Ireland hasn’t adopted the European Union’s 2003right to family reunification directive, so a domestic policy document governs family reunion for migrants.

What’s Integration?

The government’s family-reunification policy document mentions integration, but mainly in the context of language barriers.

It floats the idea of bringing in an English-language competency test for applicants as a vehicle for their integration.

“As a basic level, and avoiding getting into definitions of what constitutes ‘integration’, it is highly undesirable that migrants should live for extended periods or permanently in Ireland without being able to speak English,” it says.

Some European governments have argued that financial requirements for family reunification are a way to encourage integration into host countries’ labour markets.

But a 2013 study from the Immigrant Council of Ireland, which looked at the impact of the Netherlands’ and the United Kingdom’s income requirements, says financial barriers don’t contribute much to migrants’ professional integration, acting mainly as a way to reduce the number of applications.

In the United Kingdom, it says, a migration advisory committee predicted that increasing the minimum income requirement for family reunification would lead to the rejection of 45 percent of applications.

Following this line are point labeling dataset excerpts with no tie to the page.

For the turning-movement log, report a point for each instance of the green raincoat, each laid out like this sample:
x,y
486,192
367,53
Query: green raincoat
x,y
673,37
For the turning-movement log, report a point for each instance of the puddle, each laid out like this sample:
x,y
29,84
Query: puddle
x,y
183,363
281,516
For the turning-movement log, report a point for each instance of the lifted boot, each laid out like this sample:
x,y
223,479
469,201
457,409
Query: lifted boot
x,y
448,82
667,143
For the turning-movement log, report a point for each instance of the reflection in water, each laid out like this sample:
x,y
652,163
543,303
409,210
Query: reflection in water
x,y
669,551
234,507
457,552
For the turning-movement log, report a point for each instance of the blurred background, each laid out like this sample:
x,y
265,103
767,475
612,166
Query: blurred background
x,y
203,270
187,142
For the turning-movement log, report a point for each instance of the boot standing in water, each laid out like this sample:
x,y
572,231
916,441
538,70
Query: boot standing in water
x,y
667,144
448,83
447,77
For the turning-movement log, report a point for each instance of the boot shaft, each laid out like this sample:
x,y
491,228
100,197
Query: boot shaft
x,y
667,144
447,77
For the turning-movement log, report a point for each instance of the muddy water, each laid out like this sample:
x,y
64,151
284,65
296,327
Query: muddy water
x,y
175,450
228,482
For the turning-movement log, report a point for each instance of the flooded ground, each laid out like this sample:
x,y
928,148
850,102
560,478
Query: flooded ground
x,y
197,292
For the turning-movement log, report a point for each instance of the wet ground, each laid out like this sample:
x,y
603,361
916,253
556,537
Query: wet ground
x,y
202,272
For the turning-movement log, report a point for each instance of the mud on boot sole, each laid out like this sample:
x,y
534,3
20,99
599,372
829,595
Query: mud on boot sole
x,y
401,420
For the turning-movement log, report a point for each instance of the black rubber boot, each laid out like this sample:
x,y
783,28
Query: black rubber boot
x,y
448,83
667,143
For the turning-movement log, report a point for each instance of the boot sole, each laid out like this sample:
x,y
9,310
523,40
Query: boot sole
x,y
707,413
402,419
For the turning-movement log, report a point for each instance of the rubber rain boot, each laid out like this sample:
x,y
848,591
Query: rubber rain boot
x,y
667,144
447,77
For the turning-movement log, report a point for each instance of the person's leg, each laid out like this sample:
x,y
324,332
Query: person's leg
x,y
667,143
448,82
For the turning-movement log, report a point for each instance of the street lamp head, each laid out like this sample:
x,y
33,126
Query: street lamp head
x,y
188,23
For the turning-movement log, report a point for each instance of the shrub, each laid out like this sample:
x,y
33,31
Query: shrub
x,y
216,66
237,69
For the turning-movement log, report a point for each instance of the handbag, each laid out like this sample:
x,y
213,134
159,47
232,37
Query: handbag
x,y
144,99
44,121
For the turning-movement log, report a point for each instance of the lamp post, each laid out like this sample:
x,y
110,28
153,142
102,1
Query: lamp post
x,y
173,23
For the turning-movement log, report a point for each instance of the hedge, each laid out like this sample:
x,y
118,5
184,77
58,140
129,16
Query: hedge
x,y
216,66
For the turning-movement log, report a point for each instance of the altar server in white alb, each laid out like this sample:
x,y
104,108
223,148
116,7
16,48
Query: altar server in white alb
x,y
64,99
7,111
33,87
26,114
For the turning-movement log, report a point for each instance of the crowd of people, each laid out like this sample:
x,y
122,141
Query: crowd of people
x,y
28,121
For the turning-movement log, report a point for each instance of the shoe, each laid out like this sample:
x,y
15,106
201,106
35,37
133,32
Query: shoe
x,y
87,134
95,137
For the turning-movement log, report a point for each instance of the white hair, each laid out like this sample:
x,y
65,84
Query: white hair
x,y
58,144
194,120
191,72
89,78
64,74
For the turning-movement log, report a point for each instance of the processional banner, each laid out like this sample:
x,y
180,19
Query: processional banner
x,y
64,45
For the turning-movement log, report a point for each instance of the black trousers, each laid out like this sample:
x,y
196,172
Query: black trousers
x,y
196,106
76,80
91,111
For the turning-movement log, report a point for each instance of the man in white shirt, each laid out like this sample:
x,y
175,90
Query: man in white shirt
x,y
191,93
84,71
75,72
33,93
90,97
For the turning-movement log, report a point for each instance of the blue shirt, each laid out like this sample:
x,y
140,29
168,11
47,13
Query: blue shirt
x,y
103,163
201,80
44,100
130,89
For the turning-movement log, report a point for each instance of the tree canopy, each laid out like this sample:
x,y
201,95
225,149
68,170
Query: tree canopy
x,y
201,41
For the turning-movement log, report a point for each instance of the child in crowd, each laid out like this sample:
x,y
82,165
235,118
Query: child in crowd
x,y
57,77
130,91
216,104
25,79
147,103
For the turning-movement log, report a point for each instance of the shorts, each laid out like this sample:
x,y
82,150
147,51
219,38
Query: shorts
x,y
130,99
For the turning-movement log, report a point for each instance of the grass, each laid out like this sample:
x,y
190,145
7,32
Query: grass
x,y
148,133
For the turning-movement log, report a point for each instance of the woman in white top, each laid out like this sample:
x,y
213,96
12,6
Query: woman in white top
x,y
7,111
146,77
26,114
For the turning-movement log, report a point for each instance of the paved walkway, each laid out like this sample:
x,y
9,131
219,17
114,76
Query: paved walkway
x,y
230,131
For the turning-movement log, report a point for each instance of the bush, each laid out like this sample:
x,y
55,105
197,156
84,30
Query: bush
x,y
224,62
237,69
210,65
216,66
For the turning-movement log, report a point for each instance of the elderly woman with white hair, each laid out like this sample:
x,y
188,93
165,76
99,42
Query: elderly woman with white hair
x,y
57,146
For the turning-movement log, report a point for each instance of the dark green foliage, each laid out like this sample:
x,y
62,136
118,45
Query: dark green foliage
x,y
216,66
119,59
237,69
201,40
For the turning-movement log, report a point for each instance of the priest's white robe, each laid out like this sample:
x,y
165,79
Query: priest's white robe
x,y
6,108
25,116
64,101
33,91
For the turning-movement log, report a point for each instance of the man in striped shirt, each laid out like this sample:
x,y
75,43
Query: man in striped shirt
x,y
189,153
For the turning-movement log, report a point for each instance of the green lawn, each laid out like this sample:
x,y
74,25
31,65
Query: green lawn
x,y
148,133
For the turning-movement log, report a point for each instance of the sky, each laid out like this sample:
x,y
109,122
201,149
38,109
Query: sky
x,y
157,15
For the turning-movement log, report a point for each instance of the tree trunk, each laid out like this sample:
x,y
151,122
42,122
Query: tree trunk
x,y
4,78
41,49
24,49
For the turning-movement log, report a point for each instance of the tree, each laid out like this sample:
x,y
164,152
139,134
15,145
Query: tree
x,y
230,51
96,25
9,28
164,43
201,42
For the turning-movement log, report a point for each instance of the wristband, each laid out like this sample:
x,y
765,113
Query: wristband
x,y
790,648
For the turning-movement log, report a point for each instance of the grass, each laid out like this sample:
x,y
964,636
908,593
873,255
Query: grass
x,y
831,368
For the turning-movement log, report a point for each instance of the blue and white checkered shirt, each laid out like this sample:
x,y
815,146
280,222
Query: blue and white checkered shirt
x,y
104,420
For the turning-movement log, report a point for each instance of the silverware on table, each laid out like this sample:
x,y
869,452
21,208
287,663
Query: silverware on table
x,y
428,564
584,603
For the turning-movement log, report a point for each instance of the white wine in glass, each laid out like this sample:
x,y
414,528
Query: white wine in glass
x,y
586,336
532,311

But that didn’t “change the government’s determination to introduce this higher level”, it says.

The study from January 2023 also found that everyday bureaucratic practices of frontline workers also play a role in shaping the outcome of applications. It counts “practicality of the procedure” and civil servants’ “moral understanding of what is at stake” as the most important factors shaping their decisions.

In Ireland, migrants from outside of the European Economic Area who want to bring a family member over, need to make at least €30,000 a year to be eligible.

Mohldar, who wants to reunite with his pregnant wife, who is now in Bangladesh, points to a number on a document from the Revenue, showing he made a little over that figure in 2021. He says he is befuddled by the government’s financial argument for rejecting the application.

“My question is, for five years, I’m working in Ireland, and I never had social welfare; how can they say I will now?” he says.

He shows a letter from a Department of Social Protection, saying he’s not getting any money from it. That was another document submitted to support his wife’s application, he says.

He had rented a three-bedroom house in anticipation of his wife’s arrival and then later their baby, says Mohldar, and his landlady had given a letter for his reunification application.

He says if he had a history of living on the government’s dime, it would’ve been easier to accept the argument that a visa for his wife would burden the state financially.

“I just want to ask them who told them I will apply for social welfare. Did someone tell them?” he says. “I wanted my wife to give birth here.”